Г а р и к. Контрибуция за повышение голоса на своих подчиненных. (Серьезно.) Стеллу пугать до потери чувств нельзя. (Уходит.)

Б у с ь к о. Ну хорошо же, брандахлыст. Еще отрыгнется тебе эта контрибуция!


Приемная. Из кабинета Бусько выходит Г а р и к — этаким Александром Македонским.


Г а р и к (потрясает купюрами). Экспроприация экспроприаторов. Чабаны стригут овец. Неверные платят дань правоверным! Ты — гений, Стелла! Око за око!

С т е л л а. Я тебе нравлюсь? Очень?

Г а р и к. Божественная! (Под Левитана.) Сегодня вечером в восемь часов произойдет стыковка ракеты и ракетоносителя в космическом ресторане «Спутник». В двадцать три ноль-ноль демонстрируется выход в состоянии невесомости.


Целуются. В дверях появляется К у д а с о в.


К у д а с о в (с укоризной). Стел-елла! (Деловито.) Зайдите!

Г а р и к. Неужели и он?


Кабинет Кудасова. Теперь эти кабинеты будут мелькать по кругу, а Федор Павлович будет напоминать белку в колесе. В кабинете кроме Кудасова У х в а т о в.

Входит С т е л л а.


С т е л л а. Я слушаю вас.

К у д а с о в. Стелла! Вчера мы у Бусько обсуждали просьбу Федора Павловича. Где эта бумажка?

С т е л л а. Я передала Силану Даниловичу. Вчера еще.

К у д а с о в. Ну, молодчина! Она у нас аккуратнейший работник, оперативный. Благодарю, Стелла. Значит, все в порядке, Федор Павлович.


С т е л л а выходит.


У х в а т о в (с недоверием). Считаешь — в порядке?

К у д а с о в. И не сомневаюсь. Он самый пунктуальный из нас, законник, юрист, так сказать.

У х в а т о в. Ну что же, зайду к нему.

К у д а с о в. Зачем вам ходить? Он все сделает, оформит, согласует, подпишет и, как старому знакомому, сам принесет вам домой. А вы ему чарочку поставите. Он чарочку любит. Сам принесет.

У х в а т о в (недоверчиво). Когда рак свистнет?

К у д а с о в (с легким упреком). Федор Павлович! Для вас? Ай, как нехорошо вы о нас думаете. Спокойно идите домой, отдыхайте. Включите телевизор или почитайте «Неделю». И не беспокойтесь. Силан — да не сделает для вас? Ай-ай-ай, Федор Павлович, Федор Павлович!..

У х в а т о в. А Бусько сказал, что ты решишь это дело.
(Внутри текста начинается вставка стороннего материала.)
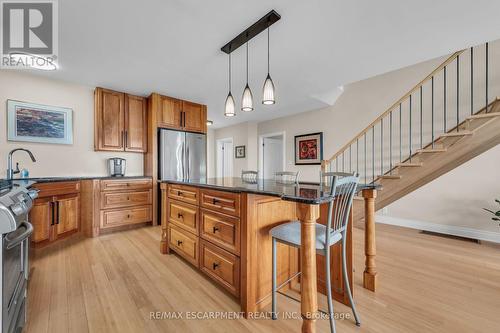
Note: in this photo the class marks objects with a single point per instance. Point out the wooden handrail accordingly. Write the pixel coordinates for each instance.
(401, 100)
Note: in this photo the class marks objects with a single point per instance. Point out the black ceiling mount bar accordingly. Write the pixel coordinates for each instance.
(252, 31)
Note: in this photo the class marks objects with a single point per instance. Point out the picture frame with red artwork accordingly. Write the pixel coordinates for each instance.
(309, 149)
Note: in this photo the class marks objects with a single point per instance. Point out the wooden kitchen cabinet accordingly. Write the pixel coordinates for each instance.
(120, 121)
(181, 115)
(56, 212)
К у д а с о в. А разве я сказал что-либо против? Мы с ним согласовали, обговорили, порекомендовали… (Неожиданно.) Порекомендуйте и вы меня вашему бывшему шоферу — Алексею Алексеевичу. А?.. Нас ведь раскассируют. И встает вопрос. Что для нас с вами и для человека вообще — что главное?

У х в а т о в. Как и раньше — социализм.

К у д а с о в. Это верно. Для рабочего класса. А вот конкретно — для нас?
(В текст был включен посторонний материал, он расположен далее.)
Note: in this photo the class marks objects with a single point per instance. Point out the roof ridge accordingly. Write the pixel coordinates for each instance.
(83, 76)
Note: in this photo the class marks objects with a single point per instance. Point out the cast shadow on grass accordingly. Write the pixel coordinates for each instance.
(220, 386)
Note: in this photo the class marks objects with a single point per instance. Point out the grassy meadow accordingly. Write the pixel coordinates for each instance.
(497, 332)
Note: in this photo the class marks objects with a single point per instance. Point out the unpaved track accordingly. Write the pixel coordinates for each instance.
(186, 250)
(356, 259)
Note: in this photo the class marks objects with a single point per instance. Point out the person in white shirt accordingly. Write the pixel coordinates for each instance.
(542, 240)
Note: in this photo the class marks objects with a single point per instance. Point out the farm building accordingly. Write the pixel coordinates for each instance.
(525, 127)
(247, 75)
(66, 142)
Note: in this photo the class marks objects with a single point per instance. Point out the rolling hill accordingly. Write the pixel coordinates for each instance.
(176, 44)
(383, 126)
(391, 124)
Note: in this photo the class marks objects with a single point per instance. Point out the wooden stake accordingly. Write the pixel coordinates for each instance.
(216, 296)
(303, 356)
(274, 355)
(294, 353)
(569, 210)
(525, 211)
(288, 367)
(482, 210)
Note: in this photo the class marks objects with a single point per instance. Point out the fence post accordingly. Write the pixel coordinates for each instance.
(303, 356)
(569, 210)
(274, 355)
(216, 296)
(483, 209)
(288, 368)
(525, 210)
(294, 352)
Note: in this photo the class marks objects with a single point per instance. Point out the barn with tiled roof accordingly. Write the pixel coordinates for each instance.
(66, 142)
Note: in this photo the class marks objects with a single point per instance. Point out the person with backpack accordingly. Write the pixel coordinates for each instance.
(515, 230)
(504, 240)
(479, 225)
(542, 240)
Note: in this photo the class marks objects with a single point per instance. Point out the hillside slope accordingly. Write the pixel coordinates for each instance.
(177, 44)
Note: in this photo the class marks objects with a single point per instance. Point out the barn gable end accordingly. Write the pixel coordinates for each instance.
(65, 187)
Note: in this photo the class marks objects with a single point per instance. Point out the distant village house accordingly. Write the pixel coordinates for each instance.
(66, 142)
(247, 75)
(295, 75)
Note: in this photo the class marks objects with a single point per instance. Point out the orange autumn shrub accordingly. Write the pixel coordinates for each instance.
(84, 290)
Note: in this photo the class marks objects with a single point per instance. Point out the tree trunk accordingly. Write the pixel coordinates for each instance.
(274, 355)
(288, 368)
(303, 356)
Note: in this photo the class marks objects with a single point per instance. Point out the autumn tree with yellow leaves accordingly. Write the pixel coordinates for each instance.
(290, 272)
У х в а т о в. Опять юлишь? Ну что? Выкладывай.

К у д а с о в. Взаимовыручка! Солидарность! Ты мне, я тебе. Краеугольная пословица — долг платежом красен. Не подмажешь — не поедешь. Рука руку моет.
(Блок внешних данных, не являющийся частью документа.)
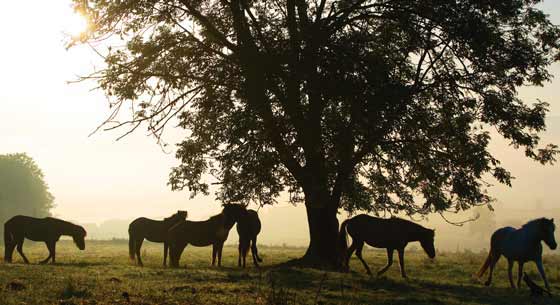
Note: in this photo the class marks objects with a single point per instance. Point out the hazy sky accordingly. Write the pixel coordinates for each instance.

У х в а т о в. Да-а… Ну, ты не пропадешь. Нюх не потерял еще? Работники с твоим нюхом везде нужны. Во все века нужны. Требуются.

К у д а с о в. Опасаюсь. Вот вы тоже опасаетесь?

У х в а т о в. Смотри, Кудасов, я на тебя надеюсь. А то вы тут насобачились.

К у д а с о в. Как на каменную гору.

У х в а т о в. Ты ведь, когда на колбасе горел, я тебя спас? Выручил?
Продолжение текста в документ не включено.